I recently realized that is one of the hardest sentiments for me to admit. I hate those words together. Discouraged. It’s so heavy. Admitting I’m discouraged feels like defeat. Like somehow I’ve failed if I’m not optimistically pressing on when times are hard.
I need help.
Three more words strewn together that I find extremely difficult to say out loud. To admit my need for help exposes my weakness. It means I can’t do all or be all. It means the “I am superwoman and looks it’s so easy!” facade I put on, has to be taken off.
My house is a mess.
Don’t laugh. This is a real thing. I hate admitting my house is dirty, or worse yet, a friend actually seeing my messy house. The orderliness of my house is a direct indicator of the orderliness of my life, my mind, and my heart. If the bed is unmade, dishes left in the sink, floors unswept, it’s a guarantee I’m barely keeping my head above water in all other areas of life.
I have a sneaking suspicion I’m not the only one who has a problem saying these things.
And here’s the real rub, ladies: If you told me you were feeling discouraged, or you needed help, or your house was a mess, I wouldn’t judge you. I wouldn’t think less of you. I wouldn’t feel sorry for you in a belittling way. I would hug you. I would say, “Of course you’re feeling discouraged. You’ve been stuck in a hard place and keep getting hit from all sides,” or “How can I help you?” or maybe just “Girl, I get it. We’ve all been there. What can I do?”
But while all my friends are free to say those three statements to me and I will empathize and respond with only encouragement and love, I’m not allowed to say it to others.
Why do we create rules for only ourselves that no one else has to follow but us?
Unconsciously I live by rules like: Don’t show weakness. Stay strong and independent no matter what. You don’t need to ask for help. You shouldn’t be discouraged.
I need to live by a new rule:
Just be human.
A human can be strong and positive and brave and independent. But a human can also be discouraged, and need to ask for help, or God-forbid have a messy house.
Be human.

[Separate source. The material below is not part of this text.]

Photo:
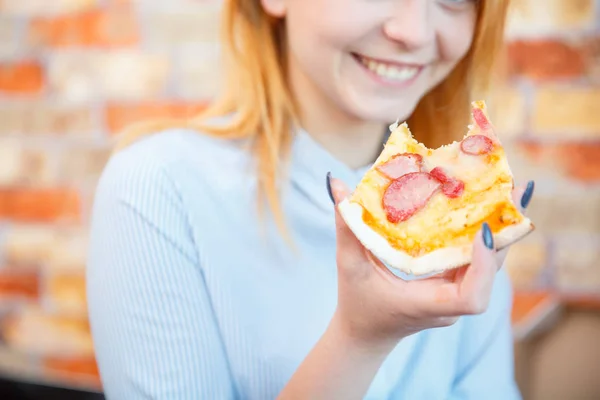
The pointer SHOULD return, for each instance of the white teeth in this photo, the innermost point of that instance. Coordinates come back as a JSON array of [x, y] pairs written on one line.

I don’t know what rules you’ve created that only you have to live by, but cut it out. Ask for help. Admit you’re discouraged. Give yourself the grace you would give any of your friends.

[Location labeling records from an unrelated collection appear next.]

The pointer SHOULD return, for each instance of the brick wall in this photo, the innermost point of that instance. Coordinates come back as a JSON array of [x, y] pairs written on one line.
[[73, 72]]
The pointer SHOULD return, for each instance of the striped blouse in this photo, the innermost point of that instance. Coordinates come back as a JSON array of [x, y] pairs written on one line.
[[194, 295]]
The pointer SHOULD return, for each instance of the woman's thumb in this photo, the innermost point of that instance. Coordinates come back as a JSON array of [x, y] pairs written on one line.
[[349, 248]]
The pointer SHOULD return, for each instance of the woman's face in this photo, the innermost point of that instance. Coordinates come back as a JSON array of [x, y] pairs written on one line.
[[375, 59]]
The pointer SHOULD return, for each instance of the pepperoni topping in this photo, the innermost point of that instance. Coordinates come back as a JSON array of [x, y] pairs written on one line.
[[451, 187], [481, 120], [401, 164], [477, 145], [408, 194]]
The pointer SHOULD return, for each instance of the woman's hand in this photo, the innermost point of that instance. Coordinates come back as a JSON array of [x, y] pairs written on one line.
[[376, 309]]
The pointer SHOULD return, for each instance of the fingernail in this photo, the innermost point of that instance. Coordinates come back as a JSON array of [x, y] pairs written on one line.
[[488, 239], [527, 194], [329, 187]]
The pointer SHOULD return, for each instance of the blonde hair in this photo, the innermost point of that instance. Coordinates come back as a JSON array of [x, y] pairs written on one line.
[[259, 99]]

2 thoughts on “Be Human: ask for help”
Very poignant and very true
A friend of mine said out loud years ago in CG that our number one job was to be needy and dependent. You’re so right that this is all of us at any given time.
Brene Brown writes, in her book ‘Anatomy of Trust’, that she’s more likely to view someone who is truthful about their own struggles, brokenness and messiness as trustworthy. Living in the light gives others permission to do the same☺️?? Thank you for your honesty, for being brave.